-
Notifications
You must be signed in to change notification settings - Fork 0
iRODS
-
Technology Description
-
The Integrated Rule-Oriented Data System (iRODS) is open source data management software used by research, commercial, and governmental organizations worldwide. iRODS is released as a production-level distribution aimed at deployment in mission critical environments. It virtualizes data storage resources, so users can take control of their data, regardless of where and on what device the data is stored. The development infrastructure supports exhaustive testing on supported platforms. The plugin architecture supports microservices, storage systems, authentication, networking, databases, rule engines, and an extensible API.
-
iRODS can be considered a programmable virtual filesystem. Every operation within the system can be configured to do something to help achieve an organization's data management policy.
-
-
Learn from an expert
- A recorded presentation by Nirav Merchant: https://youtu.be/BIAxUzWDM_g
- Slides: https://docs.google.com/presentation/d/1pONfAfrM8hf0vyXJoIsSJb9Al3PbEtwiDxrcm7jwHdo
- Many additional videos: https://www.youtube.com/irodsconsortium
-
More Information
- The iRODS official website: https://irods.org/
- Past User Group Meetings, slides, papers, recordings: https://irods.org/ugm
-
Cost to setup
- Software is free under 3-clause BSD License.

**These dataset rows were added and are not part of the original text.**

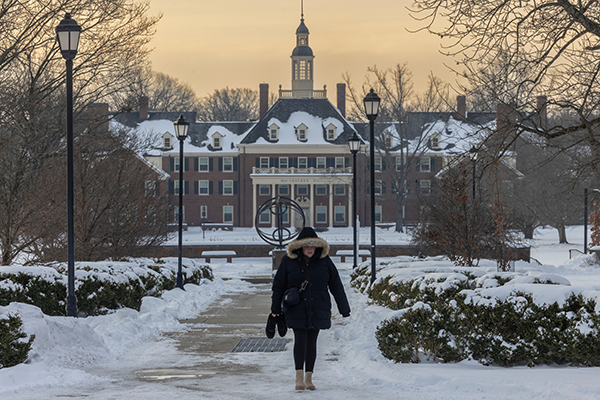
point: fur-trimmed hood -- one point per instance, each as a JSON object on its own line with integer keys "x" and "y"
{"x": 307, "y": 242}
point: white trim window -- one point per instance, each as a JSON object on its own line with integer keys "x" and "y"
{"x": 228, "y": 188}
{"x": 228, "y": 214}
{"x": 227, "y": 164}
{"x": 203, "y": 165}
{"x": 203, "y": 188}
{"x": 321, "y": 214}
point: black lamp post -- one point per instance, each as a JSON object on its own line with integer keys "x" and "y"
{"x": 354, "y": 144}
{"x": 181, "y": 129}
{"x": 371, "y": 103}
{"x": 473, "y": 155}
{"x": 67, "y": 34}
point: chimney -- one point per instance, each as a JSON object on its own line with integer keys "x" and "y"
{"x": 144, "y": 100}
{"x": 542, "y": 110}
{"x": 263, "y": 99}
{"x": 98, "y": 114}
{"x": 461, "y": 106}
{"x": 341, "y": 98}
{"x": 506, "y": 120}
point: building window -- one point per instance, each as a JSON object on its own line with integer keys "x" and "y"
{"x": 203, "y": 188}
{"x": 339, "y": 214}
{"x": 399, "y": 163}
{"x": 227, "y": 187}
{"x": 377, "y": 163}
{"x": 425, "y": 187}
{"x": 203, "y": 164}
{"x": 264, "y": 190}
{"x": 302, "y": 162}
{"x": 378, "y": 187}
{"x": 321, "y": 162}
{"x": 321, "y": 214}
{"x": 228, "y": 214}
{"x": 176, "y": 213}
{"x": 227, "y": 164}
{"x": 265, "y": 216}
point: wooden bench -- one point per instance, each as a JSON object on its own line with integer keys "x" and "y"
{"x": 350, "y": 253}
{"x": 228, "y": 254}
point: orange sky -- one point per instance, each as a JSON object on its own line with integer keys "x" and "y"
{"x": 212, "y": 44}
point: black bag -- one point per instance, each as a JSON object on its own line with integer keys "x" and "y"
{"x": 291, "y": 297}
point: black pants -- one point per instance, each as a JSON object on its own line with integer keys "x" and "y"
{"x": 305, "y": 348}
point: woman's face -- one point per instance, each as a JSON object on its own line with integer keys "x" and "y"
{"x": 308, "y": 251}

- Setup and maintenance requires a learning curve.
-
Pros
- Data collections access through various (custom?) iRODS clients
- User-defined metadata can be assigned to data in addition to traditional system metadata
- Rule-based data and metadata management
- Secure collaboration through Tickets (controlled public access to data collections), Permissions (analogous to UNIX file system permissions), and Federation (Data federation among iRODS zones)
-
Cons
- iRODS is geared towards storage and analysis of very large datasets (flatfiles) by collaborative groups. It is likely not suitable for smaller datasets, or highly structured data (e.g. from databases), or for discovery of open (published) data. Also, setup and maintenance likely requires dedicated, trained staff.
-
Use Case
- A consortium generates large-scale plant phenotyping datasets, and needs to automate ingest, provide granular access to the data for different user types, associate detailed provenance information with the data processing, storage, and data access.
-
Findability - Metadata and data should be easy to find for both humans and computers.

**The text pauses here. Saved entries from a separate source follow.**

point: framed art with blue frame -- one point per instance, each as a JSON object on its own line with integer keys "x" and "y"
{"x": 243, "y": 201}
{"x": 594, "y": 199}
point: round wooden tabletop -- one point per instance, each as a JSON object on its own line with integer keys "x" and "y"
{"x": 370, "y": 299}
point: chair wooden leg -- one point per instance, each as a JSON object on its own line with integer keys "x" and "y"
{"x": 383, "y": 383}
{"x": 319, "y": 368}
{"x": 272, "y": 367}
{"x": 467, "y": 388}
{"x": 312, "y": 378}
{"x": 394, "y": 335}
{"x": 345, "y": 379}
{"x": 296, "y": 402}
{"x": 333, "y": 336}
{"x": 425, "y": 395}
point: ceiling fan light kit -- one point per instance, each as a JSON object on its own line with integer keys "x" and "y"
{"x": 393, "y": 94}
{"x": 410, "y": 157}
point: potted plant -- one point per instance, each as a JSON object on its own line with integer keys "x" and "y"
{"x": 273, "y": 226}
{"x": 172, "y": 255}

- F1 - (Meta)data are assigned a globally unique and persistent identifier
iRODS allows the assignment of persistent identifiers through its publishing capability. https://irods.org/images/capability_publishing.png
This could also be achieved through a policy enforcement point (PEP) to generate / retrieve a new DOI and assign it within iRODS metadata (AVUs).
- F2 - Data are described with rich metadata (defined by R1 below)
iRODS allows users to define custom metadata - which could follow ontologies or data dictionaries defined either internally or by third parties. Metadata are defined as tuples of strings - AVUs (attribute-value-units) where the units are optional. These strings have meaning to humans and/or other scripts. These strings can represent the content of the data within the file, the history of the file, the state of the file, and/or the future of the file (or collection).
- F3 - Metadata clearly and explicitly include the identifier of the data they describe
The database holding the metadata holds the relationship / connection to the data element it is attached to. Making this connection explicit is a matter of asking the database via SQL. This is built-in and available.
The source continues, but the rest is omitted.